MOURNERS CARRY the body of Muhammad Taha at his funeral in Kafr Kasim, in the Triangle area east of Kfar Saba. Mayor Adel Badir accused police of routinely harassing people in the street..
(photo credit: AMMAR AWAD / REUTERS)
A civilian security guard manning a community policing station in Kafr Kasim opened fire on a group of rioters, killing 20-year-old Muhammad Taha late Monday night, in the Arab-Israeli municipality about 20 km. east of Tel Aviv.
The incident sparked a security crackdown on the city of more than 21,000 and brought widespread condemnation of police actions from Arab-Israeli leaders, with the victim’s father accusing the security guard of “murder.”
Police said Monday night’s riots erupted after a routine ID check of a local man revealed he was wanted for questioning.
Shots were fired by police into the air after dozens of residents attempted to prevent the arrest, the police said. The incident quickly escalated and rioters pelted the police station with stones and set three police cars ablaze.
Sometime during the riot, the security guard, fearing for his life, opened fire, killing Taha, according to an initial police investigation.
Residents who spoke with Hebrew media disputed that account, stating there was no threat to the guard’s life and that police were harassing the man they sought to arrest.
“For months we’ve been asking the police to deal with the organized crime here. But instead of dealing with the crime they come in a brutal way and harass people in the street,” Kafr Kasim Mayor Adel Badir told The Jerusalem Post
on Tuesday before heading to a second meeting within 24 hours with Police Commissioner Insp.-Gen. Roni Alsheich.
Meanwhile, the High Follow- Up Committee for Arab Citizens of Israel, an Arab-Israeli umbrella organization that coordinates political actions, condemned Israeli law enforcement and political leadership for the death.
The committee is planning to stage protests throughout the country on Wednesday and a large demonstration in Kafr Kasim on Saturday.
Monday’s clashes were the latest incident in a yearslong acrimonious relationship between Arab Israelis and the police. According to Mossawa – The Advocacy Center For Arab Citizens In Israel, police have killed 48 Arab Israelis since 2000.
Resident’s said Monday’s incident was sparked by a spate of eight murders in the past few months and a lack of police action on the issue.
Last week two people were killed in the streets.
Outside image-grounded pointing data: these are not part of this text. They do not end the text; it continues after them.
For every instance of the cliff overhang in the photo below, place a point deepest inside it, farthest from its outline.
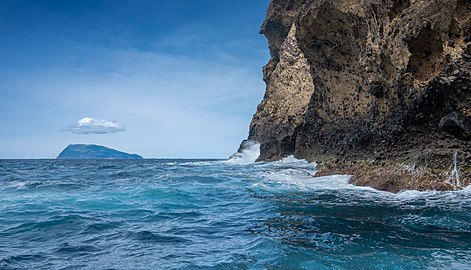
(377, 89)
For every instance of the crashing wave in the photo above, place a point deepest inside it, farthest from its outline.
(248, 153)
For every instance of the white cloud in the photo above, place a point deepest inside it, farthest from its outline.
(88, 125)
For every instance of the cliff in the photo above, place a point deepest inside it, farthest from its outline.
(86, 151)
(377, 89)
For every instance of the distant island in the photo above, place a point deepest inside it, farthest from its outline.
(90, 151)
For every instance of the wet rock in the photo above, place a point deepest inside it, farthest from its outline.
(457, 124)
(373, 71)
(376, 90)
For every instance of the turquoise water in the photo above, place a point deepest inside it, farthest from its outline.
(202, 214)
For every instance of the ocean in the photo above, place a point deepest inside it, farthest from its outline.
(220, 214)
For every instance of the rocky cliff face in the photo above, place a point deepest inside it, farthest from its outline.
(379, 89)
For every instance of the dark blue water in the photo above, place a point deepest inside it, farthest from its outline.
(182, 214)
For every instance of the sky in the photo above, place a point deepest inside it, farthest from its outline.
(161, 78)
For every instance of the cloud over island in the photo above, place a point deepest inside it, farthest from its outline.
(88, 125)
“The [more than a dozen] murders in Kafr Kasim in the two past years were the result of the organized crime and the community has been demanding effective policing services for a very long time. They are fed up,” said Amnon Beeri-Sulitzeanu, co-executive director of the Abraham Fund, an NGO that has been working to improve police relations with the Arab community.
“Once the police are perceived as if they are doing a serious job, the community will follow.”
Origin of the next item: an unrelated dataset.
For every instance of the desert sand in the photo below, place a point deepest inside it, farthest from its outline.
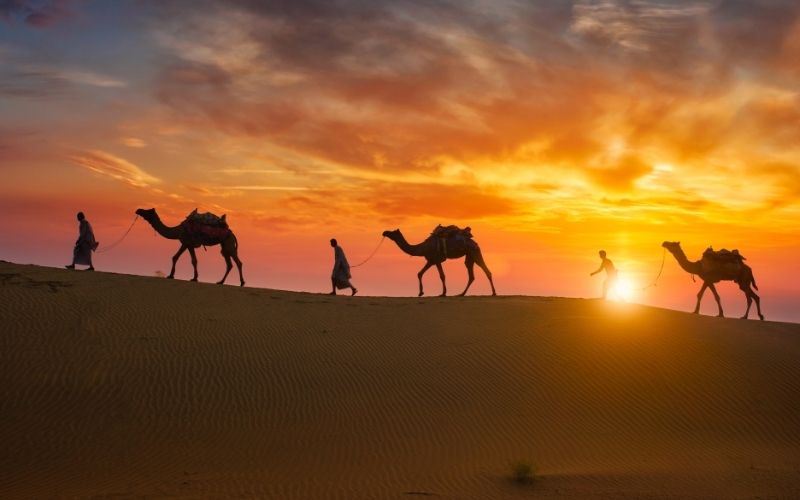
(120, 386)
Police and other officials readily admit that there is a shortage of forces in Arab-Israeli communities. There are only seven stations for those communities. Yet they say a five-year NIS 2 billion plan to increase law enforcement in Arab localities that began last year is under way. In addition, police were able to double the number of Muslim officers last year to 4% from 2% of the force. Muslims make up 17% of the population.
The police also contend that they often face an uncooperative community.
Murders go unsolved, they say, because witnesses don’t speak up due to community pressures, and regular policing is met with hostility.
It is not a secret that there are too few police stations located in Arab cities, Public Security Minister Gilad Erdan told The Jerusalem Post last month. “But when you see that the Arab population is involved in crimes with two to three times their population and [disproportionate rates of] car accidents, it is not only about law enforcement, it is about culture and other things too.”
Following the clashes, Alsheich held a late-night meeting with Arab MKs and the mayor of Kafr Kasim in an effort to quell tensions.
But that meeting will only serve as a temporary bandage to the larger problem, said Avi Dawidowicz, former commander of the Israel Police Internal Audit Unit and a lecturer in criminology at Ariel University.
“In Israel, the police are managed as a national body, unlike in the United States, where the majority of police under local authorities. This creates a perception that the police are the national government and not part of the community,” Dawidowicz said. “Having the police commissioner sit with the city hall after a conflict will not bring a solution. The solution is putting management of the police under city hall.
“The way things are set up, all incidents, even small ones have the potential to explode,” Dawidowicz said.